In one of their latest studies, which won a research grant from the National Science Foundation, the researchers used advanced metabolomic methods to measure hundreds of metabolites (compounds produced during cell metabolism) in the diseased heart cells (compared to cells produced from a healthy person). The researchers also examined in the cells (the sick and the healthy) the function of the mitochondria (an intracellular organelle that produces a significant part of the chemical energy needed by the body's cells). This is how they were able to discover that the mutation causes a decrease in the level of essential metabolites, an impairment of the respiratory function in the mitochondria, and a decrease in the ability of the heart cells to produce energy. Following these and other injuries, the heart cells collapse, until the heart's function is severely damaged.

The researchers also used electrophysiological methods to study the electrical activity of the diseased heart cells, and found that it is abnormal and includes arrhythmias that can be fatal for Duchenne patients and cause cardiac death.

In another part of the study, the scientists examined the ability of norepinephrine / epinephrine (stimulating substances that are secreted from the sympathetic nervous system mainly in a state of mental or physical stress), to increase the contraction force of the diseased heart cells compared to all the contraction of healthy heart cells. It was found that the reaction of the diseased heart cells to these substances is much less than that of the healthy cells. This finding explains the poor cardiac activity of Duchenne patients and the difficulty of the patient's heart to respond to stressful situations and physical activity. This poor response to norepinephrine / epinephrine is due to the fact that the mutation impairs the ability of the cells to mobilize calcium ions from intracellular stores necessary for the contraction of the heart muscle.

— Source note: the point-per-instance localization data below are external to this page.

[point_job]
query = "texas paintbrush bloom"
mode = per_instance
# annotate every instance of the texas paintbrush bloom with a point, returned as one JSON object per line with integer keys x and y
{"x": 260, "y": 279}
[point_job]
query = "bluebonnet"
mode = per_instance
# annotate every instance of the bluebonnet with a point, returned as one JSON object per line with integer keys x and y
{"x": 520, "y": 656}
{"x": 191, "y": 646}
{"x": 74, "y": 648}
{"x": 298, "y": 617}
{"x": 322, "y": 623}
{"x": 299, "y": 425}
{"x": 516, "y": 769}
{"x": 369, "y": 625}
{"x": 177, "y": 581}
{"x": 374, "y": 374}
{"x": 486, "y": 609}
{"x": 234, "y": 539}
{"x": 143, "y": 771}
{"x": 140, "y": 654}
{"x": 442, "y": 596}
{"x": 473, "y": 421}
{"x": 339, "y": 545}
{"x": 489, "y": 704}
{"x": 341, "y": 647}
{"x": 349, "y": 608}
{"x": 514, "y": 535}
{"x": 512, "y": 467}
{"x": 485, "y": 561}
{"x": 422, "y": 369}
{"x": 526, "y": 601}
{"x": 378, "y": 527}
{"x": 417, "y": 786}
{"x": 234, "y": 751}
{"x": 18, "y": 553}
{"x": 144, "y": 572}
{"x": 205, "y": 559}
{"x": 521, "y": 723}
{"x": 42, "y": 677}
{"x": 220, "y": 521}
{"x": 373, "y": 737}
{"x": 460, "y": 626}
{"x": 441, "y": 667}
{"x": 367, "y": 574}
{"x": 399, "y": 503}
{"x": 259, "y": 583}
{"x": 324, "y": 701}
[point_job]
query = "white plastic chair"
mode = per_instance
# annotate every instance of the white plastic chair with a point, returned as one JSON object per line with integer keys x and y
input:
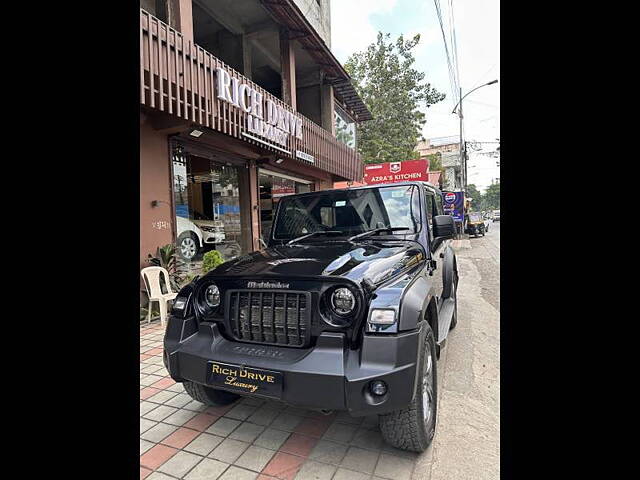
{"x": 151, "y": 277}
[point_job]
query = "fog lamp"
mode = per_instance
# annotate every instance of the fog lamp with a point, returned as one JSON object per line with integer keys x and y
{"x": 382, "y": 317}
{"x": 378, "y": 387}
{"x": 343, "y": 301}
{"x": 212, "y": 296}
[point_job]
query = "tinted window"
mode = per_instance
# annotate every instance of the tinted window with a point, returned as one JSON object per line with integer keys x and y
{"x": 349, "y": 211}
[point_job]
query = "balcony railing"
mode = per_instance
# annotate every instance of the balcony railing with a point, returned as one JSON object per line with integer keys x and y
{"x": 179, "y": 77}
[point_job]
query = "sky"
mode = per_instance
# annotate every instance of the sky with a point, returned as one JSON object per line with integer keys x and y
{"x": 355, "y": 23}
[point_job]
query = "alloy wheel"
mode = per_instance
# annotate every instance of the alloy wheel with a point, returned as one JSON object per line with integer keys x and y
{"x": 188, "y": 248}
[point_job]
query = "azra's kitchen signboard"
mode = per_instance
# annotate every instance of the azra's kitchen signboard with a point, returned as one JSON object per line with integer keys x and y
{"x": 391, "y": 172}
{"x": 265, "y": 118}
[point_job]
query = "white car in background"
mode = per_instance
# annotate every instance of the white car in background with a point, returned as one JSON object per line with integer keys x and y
{"x": 212, "y": 230}
{"x": 190, "y": 238}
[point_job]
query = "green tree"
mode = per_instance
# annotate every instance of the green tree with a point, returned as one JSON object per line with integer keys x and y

The researchers hope that based on these and other findings, it will be possible to develop new drugs or use existing drugs more effectively, to improve the heart defects of Duchenne patients, and in this way improve their condition and even extend their lives.

Life itself:

"It is not clear how and why I decided to become a scientist," says Prof. Bina. "Especially in view of the fact that I was not one of the best at school. Apparently, the energy that was not 'wasted' in high school was later used to create a scientific career." When he was not engaged in scientific research, Bina liked to engage in gardening (which was relevant when he and their family lived in a scenic settlement). Another love of his are fascinating vacations, for example, in Vietnam and Guatemala.